You realise that you are completely beholden to Carney's Bank of England. Without his backing your funding costs get exciting fast. He has the 2009 Banking Act and UKAR as existing functional machinery to make you disappear before you can say 'Challenger Bank'. When he says "Jump!", you say "How high?".

The way I see it...

You're a bank senior exec. You want to extract as much lucre as possible from where you are. Drawing down big cash packages is politically tricky. Better to hold on for a while longer, reap the benefits of some suitably constructed stock options etc. If you're playing a 3-5 year game in the current house price/interest environment do you really want to game the people who control your solvency?

It's a brave new world. A command economy for money. We don't need economists, we need Kremlinologists of Threadneedle Street.

Carney said yesterday that's exactly what they expect to happen. Indeed they were setting out the FPC roadmap yesterday to enable it to happen. Hence why I've called it the Carney housing put.

Government wants it. Carney wants it.
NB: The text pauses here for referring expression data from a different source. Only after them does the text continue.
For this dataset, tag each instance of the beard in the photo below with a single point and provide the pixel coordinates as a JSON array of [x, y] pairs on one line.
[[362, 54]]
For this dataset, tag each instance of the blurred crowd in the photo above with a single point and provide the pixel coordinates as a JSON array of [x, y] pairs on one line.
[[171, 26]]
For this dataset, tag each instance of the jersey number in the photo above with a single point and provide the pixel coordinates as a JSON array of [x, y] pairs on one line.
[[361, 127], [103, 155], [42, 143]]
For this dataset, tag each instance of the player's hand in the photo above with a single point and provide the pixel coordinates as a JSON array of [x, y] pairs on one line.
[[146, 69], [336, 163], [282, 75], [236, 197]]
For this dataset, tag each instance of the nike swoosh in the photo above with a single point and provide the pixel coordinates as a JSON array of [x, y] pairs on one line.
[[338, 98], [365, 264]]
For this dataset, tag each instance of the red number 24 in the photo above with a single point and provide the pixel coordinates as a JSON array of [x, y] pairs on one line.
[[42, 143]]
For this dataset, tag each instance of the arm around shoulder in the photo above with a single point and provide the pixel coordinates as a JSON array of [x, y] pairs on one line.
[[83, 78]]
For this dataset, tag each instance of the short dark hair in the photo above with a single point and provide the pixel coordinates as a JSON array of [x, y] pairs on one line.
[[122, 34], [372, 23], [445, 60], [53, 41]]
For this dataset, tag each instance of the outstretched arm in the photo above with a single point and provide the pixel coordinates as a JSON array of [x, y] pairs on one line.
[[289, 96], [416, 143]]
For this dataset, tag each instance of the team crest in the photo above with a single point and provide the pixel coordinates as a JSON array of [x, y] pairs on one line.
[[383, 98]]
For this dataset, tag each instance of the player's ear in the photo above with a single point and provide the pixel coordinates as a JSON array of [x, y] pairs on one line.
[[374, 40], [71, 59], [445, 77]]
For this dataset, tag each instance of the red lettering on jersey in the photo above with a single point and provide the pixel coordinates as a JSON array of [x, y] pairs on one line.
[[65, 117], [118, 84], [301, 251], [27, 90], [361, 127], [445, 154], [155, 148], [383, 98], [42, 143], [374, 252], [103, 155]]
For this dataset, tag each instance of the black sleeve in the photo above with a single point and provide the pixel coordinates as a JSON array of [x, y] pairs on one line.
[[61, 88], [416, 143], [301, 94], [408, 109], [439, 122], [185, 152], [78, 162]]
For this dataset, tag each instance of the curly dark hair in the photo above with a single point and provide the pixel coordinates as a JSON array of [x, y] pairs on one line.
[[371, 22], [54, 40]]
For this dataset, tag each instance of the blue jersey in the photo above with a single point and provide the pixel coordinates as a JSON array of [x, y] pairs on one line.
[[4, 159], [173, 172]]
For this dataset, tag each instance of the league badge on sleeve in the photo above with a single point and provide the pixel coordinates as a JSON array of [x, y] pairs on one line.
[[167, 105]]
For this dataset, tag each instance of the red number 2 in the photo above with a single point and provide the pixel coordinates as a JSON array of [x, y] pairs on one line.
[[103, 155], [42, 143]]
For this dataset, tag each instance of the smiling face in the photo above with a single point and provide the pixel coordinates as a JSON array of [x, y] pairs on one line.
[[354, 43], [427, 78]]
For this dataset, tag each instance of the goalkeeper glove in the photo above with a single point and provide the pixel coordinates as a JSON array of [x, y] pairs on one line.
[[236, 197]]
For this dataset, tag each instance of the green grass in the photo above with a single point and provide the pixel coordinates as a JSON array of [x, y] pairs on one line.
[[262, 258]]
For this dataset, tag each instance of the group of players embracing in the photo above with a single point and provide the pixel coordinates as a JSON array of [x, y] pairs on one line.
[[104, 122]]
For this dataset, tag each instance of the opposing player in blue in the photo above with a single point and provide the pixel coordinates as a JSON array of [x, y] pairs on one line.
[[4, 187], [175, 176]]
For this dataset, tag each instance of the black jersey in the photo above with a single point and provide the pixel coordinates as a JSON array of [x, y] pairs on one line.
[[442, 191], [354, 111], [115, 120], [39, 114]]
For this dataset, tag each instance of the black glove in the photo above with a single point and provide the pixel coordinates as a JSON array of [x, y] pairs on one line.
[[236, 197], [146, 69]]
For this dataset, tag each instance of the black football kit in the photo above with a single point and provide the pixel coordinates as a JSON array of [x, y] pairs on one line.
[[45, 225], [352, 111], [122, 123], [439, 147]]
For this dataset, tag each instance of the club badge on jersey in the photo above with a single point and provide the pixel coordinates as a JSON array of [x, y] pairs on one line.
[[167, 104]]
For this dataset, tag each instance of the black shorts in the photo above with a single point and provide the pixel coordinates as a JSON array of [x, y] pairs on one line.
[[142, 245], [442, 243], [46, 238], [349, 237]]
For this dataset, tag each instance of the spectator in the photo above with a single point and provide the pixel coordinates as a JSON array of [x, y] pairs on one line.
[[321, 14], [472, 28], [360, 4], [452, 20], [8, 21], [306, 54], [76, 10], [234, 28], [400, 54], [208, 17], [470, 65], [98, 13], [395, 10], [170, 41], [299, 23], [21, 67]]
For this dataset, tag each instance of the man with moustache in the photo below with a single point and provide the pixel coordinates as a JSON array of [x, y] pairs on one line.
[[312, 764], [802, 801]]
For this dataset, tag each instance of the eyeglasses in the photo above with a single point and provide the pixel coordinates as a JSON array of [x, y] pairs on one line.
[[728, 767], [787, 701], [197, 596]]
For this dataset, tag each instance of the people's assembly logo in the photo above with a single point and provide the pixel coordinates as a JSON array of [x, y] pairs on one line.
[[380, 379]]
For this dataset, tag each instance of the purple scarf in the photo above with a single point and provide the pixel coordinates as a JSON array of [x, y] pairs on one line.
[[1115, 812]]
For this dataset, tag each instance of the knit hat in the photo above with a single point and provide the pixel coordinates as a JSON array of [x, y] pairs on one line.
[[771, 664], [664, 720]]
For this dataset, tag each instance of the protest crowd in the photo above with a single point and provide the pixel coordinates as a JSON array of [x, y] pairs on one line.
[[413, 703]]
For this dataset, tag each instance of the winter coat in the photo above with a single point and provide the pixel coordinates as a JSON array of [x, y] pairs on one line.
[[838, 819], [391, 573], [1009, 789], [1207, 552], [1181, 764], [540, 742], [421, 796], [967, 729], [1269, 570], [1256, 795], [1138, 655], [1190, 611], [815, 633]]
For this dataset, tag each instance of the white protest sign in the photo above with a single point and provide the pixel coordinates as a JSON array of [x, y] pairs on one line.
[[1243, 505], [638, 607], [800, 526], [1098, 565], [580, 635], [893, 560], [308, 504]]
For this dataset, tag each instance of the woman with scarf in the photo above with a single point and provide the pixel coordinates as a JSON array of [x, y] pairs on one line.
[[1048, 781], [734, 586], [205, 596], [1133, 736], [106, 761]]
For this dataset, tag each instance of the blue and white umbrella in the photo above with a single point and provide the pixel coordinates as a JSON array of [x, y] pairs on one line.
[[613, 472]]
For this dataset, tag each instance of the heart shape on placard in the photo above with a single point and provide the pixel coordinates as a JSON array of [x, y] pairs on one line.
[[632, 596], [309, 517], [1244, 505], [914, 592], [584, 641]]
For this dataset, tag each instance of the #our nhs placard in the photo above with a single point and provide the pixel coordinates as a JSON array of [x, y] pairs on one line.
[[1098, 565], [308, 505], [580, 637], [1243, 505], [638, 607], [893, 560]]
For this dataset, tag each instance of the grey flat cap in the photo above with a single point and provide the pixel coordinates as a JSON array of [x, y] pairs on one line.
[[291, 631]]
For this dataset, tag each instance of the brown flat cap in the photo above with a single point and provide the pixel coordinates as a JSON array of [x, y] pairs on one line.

The banks want it. We've the TSB which is stuffed to the gills with capital, Virgin bank, Aldemore etc etc. Carney's plan to raise HPI along in a more measured wage gets everybody off the hook. The biggest shock will be if it doesn't happen frankly. That's where you need to construct your arguments and reasoning. What will stop productivity expanding, nominal wages rising at their target, unemployment falling (remember Osborne's 'full employment' target?). Real price changes are more tricky, but nominal rises are within their gift. I understand why people don't want it, but I'm at a loss to understand the economic arguments leading to it not happening as the likely outcome.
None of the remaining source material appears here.